Calling a student a “genius” is a form of discrimination, according to one history lecturer at the University of Cambridge in England.
Lucy Delap, an academic specializing in British history at the high-profile institution, warned examiners against using descriptors like “genius,” “flair,” and “brilliance” when assessing students’ work because such terms are historically associated with men and, therefore, can be offensive, the Independent reported.
“Some of those words, in particular genius, have a very long intellectual history where it has long been associated with qualities culturally assumed to be male,” Delap told The Telegraph. “Some women are fine with that, but others might find it hard to see themselves in those categories.”
She noted that such language carries “assumptions of gender inequality.”
Delap went on to say men are more inclined to earn degrees from places like Cambridge and the University of Oxford because many female students struggle with the “male-dominated environment,” pointing toward a reading list that shows a dearth of women authors.
The Cambridge lecturer’s instruction comes on the heels of a dustup at Oxford. On Monday, the university’s history faculty was accused of sexism after professors announced it would allow students to take one exam from home.

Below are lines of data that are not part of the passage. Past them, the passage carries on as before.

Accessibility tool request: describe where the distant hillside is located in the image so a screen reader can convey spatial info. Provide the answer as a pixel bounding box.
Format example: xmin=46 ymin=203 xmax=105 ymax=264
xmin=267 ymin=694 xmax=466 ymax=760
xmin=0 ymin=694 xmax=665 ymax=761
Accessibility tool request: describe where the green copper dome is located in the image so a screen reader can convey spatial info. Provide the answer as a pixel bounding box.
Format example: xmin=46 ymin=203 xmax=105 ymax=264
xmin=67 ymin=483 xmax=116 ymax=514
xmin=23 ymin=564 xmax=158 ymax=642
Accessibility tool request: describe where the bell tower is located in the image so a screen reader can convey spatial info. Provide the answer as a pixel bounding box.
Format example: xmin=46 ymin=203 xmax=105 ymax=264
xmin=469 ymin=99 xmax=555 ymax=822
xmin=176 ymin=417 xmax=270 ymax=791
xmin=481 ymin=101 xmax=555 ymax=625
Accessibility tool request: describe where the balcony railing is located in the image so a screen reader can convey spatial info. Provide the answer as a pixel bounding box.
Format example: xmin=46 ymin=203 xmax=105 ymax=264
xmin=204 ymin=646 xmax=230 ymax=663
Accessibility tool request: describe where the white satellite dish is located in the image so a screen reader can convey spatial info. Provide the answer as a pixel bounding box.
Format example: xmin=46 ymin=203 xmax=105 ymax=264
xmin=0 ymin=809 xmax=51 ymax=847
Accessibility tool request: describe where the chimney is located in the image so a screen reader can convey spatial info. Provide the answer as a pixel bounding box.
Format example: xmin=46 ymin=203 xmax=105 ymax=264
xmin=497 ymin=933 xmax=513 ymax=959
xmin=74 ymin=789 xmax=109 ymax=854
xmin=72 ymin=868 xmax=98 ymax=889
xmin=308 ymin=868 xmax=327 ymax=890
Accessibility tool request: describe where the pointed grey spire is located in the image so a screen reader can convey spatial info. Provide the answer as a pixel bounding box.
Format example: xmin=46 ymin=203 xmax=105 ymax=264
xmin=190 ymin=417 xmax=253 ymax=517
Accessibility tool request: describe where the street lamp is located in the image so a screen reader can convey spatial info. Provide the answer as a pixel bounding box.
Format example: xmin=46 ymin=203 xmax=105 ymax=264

Starting in the fall, history students will be permitted to replace one of their five final-year exams with a “take-home” paper. The move is intended to boost results from female students, who are statistically less likely than their male counterparts to earn a first-class degree from the top-ranking school.
The idea, as well-intentioned as it may have been, was immediately scrutinized.
Amanda Foreman, an honorary research senior fellow in history at the University of Liverpool, said the decision risks implying that women are the “weaker sex.”
“The reason why girls and boys perform differently in exams has nothing to do with the building they are in,” Foreman told The Telegraph. “I think it is extremely well intentioned and I applaud them for taking the matter seriously. But it is so insulting.”
“You are saying that the girls can’t take the stress of sitting in the exam room, which does raise one’s anxiety levels,” she continued. “I don’t think girls are inherently weaker than boys and can’t take it. Women are not the weaker sex.”
A spokesperson for Oxford defended the university’s decision, noting the decision was not based solely on female test results.
“Timed exams remain an important part of the course, testing skills to complement the other assessed elements,” he said, according to the Independent. “This change is part of a broader goal of diversifying the history course in response to a number of factors, including the need to test a greater range of academic skills.”